1. In Nardone et al. v. United States (1937), Frank C. Nardone and others were tried,
convicted & sentenced, in separate counts, the smuggling of alcohol, possession and concealment of the smuggled alcohol, and conspiracy to smuggle and conceal it. During the trial, despite PETs objections, federal agents testified to the substance of petitioners' interstate communications overheard by the witnesses who had intercepted the messages while tapping telephone wires. The trial court admitted the evidence. The US Supreme Court, in reversing the trial court and remanding the case to the District Court (for further proceedings) construed Section 605 of the Federal Communications Act as including federal agents when it provided that no person not being authorized by the sender shall intercept any communication and divulge or publish the existence, contents, substance, purport, effect, or meaning of such intercepted communication to any person. Hence the testimony of the federal agents on the intercepted messages of PETs were procured in violation of the said provision/law.

2. In the present case, there was a new trial and in such trial, the trial judge refused to
allow the accused to examine the prosecution as to the uses to which it had put the information which Nardone v. United States (1937) found to have vitiated the original conviction. The trial court ended up convicting PETs. Circuit Court of Appeals affirmed the conviction. Hence PETs appeal to the US Supreme Court.

Issue/s:

1. Whether or not 605 merely interdicts the introduction into evidence in a federal trial
of intercepted telephone conversations, leaving the prosecution free to make every other use of the proscribed evidence?
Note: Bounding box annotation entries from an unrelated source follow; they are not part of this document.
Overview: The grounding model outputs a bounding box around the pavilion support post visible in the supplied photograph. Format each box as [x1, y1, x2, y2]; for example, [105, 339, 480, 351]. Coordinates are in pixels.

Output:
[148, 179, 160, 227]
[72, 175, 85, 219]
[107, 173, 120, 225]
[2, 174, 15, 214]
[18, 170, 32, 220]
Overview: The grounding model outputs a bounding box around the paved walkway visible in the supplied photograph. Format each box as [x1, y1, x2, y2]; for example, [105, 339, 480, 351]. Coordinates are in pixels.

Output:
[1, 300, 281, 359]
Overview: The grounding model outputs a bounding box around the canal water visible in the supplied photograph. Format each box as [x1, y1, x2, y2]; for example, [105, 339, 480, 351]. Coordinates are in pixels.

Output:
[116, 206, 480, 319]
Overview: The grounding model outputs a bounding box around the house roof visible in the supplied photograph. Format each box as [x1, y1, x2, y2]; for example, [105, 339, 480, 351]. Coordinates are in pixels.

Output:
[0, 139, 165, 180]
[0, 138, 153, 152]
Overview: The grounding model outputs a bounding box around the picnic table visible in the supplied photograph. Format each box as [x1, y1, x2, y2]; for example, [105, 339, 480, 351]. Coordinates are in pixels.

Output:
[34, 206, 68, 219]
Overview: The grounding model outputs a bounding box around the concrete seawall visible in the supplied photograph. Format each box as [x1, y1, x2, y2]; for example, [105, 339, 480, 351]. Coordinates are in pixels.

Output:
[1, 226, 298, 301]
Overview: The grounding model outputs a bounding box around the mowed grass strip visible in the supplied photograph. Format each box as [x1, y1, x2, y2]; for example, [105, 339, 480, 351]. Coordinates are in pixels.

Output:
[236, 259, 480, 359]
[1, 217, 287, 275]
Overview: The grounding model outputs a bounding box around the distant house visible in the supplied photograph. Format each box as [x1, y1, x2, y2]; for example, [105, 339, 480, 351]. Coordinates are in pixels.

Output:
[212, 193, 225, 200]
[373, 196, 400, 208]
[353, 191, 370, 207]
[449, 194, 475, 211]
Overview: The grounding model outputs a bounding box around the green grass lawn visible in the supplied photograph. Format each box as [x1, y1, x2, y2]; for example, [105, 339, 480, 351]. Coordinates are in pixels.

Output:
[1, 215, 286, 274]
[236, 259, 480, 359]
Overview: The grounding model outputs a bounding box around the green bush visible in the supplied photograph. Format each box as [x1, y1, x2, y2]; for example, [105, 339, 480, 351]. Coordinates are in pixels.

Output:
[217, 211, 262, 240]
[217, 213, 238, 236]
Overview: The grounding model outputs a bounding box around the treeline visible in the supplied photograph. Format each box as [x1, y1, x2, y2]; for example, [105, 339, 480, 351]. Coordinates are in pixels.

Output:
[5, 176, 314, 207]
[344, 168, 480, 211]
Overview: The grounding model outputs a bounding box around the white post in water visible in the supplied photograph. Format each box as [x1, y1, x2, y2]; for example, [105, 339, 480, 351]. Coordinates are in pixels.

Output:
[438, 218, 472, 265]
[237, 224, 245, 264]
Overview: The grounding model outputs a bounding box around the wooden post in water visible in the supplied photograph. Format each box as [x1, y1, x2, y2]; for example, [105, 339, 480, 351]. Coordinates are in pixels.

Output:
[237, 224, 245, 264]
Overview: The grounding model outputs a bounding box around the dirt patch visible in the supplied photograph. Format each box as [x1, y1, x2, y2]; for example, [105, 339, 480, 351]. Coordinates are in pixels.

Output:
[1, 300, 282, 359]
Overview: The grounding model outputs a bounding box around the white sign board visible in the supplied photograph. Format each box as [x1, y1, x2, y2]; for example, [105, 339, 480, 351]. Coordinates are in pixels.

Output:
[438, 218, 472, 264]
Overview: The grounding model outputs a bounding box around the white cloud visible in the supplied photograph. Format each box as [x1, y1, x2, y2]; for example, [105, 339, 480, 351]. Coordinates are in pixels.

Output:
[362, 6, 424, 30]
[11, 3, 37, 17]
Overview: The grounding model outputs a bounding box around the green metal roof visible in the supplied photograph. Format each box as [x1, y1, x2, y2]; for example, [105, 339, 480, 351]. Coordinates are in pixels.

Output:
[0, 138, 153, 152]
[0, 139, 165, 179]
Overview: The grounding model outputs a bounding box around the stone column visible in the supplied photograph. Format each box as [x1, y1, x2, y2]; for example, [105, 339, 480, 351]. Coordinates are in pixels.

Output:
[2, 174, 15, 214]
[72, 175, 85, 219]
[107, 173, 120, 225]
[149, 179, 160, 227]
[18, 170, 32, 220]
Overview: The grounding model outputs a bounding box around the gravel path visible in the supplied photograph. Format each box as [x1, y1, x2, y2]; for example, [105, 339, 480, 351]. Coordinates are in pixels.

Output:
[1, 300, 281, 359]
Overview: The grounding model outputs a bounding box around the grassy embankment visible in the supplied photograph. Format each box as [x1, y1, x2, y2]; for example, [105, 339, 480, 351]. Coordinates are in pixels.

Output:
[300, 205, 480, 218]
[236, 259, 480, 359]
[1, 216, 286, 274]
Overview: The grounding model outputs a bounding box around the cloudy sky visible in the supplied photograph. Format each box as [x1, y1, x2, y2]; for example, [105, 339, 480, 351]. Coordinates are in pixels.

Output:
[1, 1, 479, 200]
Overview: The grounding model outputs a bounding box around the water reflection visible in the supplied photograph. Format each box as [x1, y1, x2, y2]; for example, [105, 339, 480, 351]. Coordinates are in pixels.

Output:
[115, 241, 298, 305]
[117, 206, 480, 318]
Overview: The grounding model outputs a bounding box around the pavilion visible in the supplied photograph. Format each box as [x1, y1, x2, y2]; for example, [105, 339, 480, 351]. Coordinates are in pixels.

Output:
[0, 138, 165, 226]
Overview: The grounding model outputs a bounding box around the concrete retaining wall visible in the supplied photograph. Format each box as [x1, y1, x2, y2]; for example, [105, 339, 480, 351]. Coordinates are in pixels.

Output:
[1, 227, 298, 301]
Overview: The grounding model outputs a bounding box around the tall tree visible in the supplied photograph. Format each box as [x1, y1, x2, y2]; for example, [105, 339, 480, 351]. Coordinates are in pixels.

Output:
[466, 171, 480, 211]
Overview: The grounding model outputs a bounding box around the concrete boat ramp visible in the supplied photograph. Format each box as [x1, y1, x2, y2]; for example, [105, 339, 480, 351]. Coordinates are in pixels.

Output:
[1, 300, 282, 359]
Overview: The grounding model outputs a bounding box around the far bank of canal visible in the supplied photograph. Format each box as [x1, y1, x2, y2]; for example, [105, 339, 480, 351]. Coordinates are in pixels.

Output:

Phrased differently, Whether or not, derivative use of (previously held) inadmissible evidence is allowed? -> NO.

Held+Rationale:

1. No. In a prosecution in a federal court, evidence procured by tapping wires


in violation of the Communications Act of 1934 is inadmissible. This applies not only to the intercepted conversations themselves, but also, by implication, to evidence procured through the use of knowledge gained from such conversations.
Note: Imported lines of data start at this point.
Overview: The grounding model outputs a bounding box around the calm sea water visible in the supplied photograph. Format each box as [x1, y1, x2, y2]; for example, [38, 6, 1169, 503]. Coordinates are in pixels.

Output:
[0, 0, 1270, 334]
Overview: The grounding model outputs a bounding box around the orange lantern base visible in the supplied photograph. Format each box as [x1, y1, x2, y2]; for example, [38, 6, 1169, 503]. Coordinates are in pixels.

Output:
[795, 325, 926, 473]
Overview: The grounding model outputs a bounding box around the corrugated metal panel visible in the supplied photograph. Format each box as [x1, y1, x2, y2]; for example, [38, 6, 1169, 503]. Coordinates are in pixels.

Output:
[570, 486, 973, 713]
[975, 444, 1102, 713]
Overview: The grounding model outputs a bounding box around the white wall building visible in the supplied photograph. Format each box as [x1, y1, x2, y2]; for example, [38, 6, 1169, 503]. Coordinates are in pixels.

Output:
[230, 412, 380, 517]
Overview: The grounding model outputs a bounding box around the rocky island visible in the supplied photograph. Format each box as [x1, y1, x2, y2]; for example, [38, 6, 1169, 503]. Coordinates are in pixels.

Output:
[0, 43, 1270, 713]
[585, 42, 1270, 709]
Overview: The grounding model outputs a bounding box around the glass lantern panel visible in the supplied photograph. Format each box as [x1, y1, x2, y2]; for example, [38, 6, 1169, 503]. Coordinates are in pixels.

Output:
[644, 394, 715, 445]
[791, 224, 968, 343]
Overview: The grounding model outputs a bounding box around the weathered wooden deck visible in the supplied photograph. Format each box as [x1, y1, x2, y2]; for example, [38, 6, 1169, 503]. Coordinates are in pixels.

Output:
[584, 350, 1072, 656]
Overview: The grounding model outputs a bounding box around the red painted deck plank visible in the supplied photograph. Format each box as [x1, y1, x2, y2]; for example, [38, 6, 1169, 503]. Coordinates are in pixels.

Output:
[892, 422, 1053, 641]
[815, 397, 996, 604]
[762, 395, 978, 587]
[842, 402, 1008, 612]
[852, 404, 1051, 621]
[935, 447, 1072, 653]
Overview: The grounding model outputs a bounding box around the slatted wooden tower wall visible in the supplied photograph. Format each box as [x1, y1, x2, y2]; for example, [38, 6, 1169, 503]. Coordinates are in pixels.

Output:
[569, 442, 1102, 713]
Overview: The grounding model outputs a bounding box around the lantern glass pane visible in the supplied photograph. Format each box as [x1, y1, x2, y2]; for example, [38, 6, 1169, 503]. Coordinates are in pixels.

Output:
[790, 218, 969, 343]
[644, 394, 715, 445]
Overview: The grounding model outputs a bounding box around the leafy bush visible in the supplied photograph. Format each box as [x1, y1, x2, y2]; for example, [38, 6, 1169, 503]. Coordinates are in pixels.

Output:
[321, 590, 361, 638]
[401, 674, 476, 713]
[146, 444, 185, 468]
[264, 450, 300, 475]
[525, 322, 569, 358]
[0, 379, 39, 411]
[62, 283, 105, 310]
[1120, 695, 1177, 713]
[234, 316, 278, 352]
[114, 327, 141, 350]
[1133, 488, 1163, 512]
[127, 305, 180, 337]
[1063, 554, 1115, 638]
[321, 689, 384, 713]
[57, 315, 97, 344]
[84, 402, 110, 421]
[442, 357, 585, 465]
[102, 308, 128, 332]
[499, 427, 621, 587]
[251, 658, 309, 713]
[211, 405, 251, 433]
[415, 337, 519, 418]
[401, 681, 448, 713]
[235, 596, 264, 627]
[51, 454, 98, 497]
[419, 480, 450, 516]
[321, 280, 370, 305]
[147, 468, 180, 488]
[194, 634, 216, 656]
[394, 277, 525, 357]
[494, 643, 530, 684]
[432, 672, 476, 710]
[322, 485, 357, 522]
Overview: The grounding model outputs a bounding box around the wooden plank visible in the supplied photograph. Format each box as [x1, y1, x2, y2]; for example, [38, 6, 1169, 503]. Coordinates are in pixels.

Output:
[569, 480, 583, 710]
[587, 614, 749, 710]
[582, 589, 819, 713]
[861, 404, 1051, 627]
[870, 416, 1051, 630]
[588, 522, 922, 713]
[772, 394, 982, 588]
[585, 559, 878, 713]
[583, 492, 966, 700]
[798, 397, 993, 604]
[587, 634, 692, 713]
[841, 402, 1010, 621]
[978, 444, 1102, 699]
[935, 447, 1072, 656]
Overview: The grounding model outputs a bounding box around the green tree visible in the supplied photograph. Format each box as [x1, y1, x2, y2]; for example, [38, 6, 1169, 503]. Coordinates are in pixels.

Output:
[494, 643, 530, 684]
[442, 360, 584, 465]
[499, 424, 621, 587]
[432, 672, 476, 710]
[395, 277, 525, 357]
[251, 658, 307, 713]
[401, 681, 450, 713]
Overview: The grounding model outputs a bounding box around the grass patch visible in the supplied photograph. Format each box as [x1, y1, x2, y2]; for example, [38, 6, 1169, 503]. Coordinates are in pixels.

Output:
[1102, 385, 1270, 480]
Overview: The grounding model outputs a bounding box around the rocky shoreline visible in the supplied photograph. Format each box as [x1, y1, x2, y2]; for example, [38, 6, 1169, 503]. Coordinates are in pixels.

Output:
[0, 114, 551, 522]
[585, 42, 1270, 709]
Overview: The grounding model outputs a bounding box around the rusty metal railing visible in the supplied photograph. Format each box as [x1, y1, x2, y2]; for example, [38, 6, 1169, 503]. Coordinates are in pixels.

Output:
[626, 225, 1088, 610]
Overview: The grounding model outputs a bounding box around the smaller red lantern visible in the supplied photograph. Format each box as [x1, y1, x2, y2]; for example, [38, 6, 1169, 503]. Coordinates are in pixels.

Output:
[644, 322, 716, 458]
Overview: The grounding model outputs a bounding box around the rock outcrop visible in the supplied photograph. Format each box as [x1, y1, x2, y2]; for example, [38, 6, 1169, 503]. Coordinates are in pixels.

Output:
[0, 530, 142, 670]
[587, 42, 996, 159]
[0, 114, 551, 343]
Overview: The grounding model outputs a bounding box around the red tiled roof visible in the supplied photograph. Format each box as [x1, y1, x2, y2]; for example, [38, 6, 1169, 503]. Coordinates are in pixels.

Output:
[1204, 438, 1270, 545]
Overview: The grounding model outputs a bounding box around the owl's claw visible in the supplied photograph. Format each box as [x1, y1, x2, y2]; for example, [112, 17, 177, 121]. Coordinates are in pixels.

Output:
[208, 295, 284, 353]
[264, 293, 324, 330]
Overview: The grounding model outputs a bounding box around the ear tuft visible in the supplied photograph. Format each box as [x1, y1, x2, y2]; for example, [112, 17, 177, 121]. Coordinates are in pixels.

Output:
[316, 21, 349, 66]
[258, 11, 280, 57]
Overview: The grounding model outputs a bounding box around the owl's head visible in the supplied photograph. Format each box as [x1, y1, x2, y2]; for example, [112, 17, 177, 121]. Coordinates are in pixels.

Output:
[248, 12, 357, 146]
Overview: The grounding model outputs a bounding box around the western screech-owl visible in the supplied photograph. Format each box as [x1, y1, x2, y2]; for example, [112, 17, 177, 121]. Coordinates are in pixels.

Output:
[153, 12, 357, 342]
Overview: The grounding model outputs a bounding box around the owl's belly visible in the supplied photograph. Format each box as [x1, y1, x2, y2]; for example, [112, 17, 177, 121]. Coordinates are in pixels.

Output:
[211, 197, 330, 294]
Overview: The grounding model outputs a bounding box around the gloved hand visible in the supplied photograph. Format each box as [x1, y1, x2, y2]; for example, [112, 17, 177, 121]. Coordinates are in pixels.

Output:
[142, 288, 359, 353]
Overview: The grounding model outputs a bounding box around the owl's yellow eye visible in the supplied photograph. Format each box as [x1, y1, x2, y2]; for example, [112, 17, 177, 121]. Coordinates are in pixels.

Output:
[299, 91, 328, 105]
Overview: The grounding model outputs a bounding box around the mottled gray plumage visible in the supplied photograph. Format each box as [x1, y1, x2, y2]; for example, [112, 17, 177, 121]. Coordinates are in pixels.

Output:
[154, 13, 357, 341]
a. The result of the holding by the trial court is to reduce the scope of 605 to
exclusion of the exact words heard through forbidden interceptions, allowing these interceptions every derivative use that they may serve. Such a

reading of 605 would largely stultify the policy which compelled the SCs decision in Nardone v. United States (1937). b. To forbid the direct use of methods thus characterized, but to put no curb on their full indirect use, would only invite the very methods deemed "inconsistent with ethical standards and destructive of personal liberty."
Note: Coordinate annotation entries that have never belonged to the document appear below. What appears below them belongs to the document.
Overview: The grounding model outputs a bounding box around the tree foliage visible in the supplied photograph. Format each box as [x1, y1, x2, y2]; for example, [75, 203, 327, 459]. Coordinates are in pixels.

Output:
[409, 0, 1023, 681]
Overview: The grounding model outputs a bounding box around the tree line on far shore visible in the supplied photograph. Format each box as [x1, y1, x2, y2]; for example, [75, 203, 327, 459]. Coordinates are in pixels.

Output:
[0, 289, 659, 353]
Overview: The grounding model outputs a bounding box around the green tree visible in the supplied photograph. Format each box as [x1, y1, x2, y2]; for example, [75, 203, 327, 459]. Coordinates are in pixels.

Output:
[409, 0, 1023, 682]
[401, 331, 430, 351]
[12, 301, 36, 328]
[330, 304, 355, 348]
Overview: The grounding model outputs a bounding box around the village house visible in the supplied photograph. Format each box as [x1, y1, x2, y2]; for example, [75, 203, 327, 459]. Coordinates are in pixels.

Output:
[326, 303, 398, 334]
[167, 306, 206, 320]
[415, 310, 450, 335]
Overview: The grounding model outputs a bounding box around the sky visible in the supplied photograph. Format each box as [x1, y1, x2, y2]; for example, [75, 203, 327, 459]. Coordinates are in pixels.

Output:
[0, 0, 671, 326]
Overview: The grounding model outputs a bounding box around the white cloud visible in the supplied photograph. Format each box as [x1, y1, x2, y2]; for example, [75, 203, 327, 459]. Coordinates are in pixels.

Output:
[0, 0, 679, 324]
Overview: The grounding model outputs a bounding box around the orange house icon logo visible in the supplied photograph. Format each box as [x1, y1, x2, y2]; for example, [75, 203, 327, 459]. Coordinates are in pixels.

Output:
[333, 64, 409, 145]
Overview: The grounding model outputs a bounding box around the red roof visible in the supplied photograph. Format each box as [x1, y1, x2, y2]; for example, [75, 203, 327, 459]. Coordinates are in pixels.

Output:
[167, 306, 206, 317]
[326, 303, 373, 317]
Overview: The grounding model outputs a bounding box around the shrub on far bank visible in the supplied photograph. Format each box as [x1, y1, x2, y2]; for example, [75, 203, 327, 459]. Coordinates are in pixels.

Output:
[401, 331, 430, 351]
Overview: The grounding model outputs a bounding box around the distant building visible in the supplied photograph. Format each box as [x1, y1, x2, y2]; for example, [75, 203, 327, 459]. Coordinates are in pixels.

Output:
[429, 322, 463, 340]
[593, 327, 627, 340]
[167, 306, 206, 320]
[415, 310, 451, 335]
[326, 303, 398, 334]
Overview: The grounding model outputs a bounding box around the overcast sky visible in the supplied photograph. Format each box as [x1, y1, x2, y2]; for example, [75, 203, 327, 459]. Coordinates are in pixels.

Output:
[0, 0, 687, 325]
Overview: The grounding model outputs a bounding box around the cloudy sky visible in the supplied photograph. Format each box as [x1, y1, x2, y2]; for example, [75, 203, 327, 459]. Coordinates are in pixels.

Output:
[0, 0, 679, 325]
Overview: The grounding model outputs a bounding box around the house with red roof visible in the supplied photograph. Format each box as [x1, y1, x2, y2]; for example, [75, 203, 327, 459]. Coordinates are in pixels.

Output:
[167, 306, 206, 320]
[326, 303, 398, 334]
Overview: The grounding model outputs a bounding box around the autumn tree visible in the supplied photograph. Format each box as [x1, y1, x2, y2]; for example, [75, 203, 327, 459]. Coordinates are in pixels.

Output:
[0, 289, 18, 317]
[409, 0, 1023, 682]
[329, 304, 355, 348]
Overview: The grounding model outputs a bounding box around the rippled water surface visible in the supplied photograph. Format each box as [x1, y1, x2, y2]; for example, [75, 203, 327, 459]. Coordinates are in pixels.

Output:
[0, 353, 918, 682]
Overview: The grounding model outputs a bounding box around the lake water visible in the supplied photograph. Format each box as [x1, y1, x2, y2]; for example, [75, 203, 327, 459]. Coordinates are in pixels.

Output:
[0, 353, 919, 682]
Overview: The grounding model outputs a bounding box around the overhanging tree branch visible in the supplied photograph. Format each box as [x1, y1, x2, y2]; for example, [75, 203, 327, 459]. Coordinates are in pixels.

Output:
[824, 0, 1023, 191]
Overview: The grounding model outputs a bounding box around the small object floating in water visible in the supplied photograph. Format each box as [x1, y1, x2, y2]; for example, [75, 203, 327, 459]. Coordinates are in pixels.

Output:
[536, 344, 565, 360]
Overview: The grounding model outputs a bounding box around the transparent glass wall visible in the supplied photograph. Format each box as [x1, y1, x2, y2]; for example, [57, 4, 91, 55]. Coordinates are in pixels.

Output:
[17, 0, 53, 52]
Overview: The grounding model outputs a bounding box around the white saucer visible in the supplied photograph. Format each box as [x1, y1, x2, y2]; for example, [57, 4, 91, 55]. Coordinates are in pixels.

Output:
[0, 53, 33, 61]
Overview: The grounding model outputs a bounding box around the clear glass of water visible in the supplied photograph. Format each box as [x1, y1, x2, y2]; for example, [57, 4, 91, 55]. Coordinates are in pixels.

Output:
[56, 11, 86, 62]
c. Silverthorne Lumber Co. v. United States: The essence of a provision


forbidding the acquisition of evidence in a certain way is that not merely evidence so acquired shall not be used before the court, but that it shall not be used at all. AND the facts improperly obtained do not become sacred and inaccessible. If knowledge of them is gained from an independent source, they may be proved like any others, but the knowledge gained by the Government's own wrong cannot be used by it simply because it is used derivatively. d. The US SC in this case cites a sensible way in which to deal with a situation in such a way that it would be fair to the intent of the law and to the purposes of criminal law:

i. In the first instance, it is the burden of the accused to prove to the trial
court's satisfaction that wiretapping was unlawfully employed. ii. Once that is established the trial judge must give opportunity, however closely confined, to the accused to prove that a substantial portion of the case against him was a fruit of the poisonous tree. iii. The government then has the opportunity to convince the trial court that their proof has an independent origin. Dispositive: The judgment must be reversed and remanded to the District Court for further proceedings in conformity with this opinion.

Note: This is the case where the US Supreme Court first used the term fruit of the poisonous tree.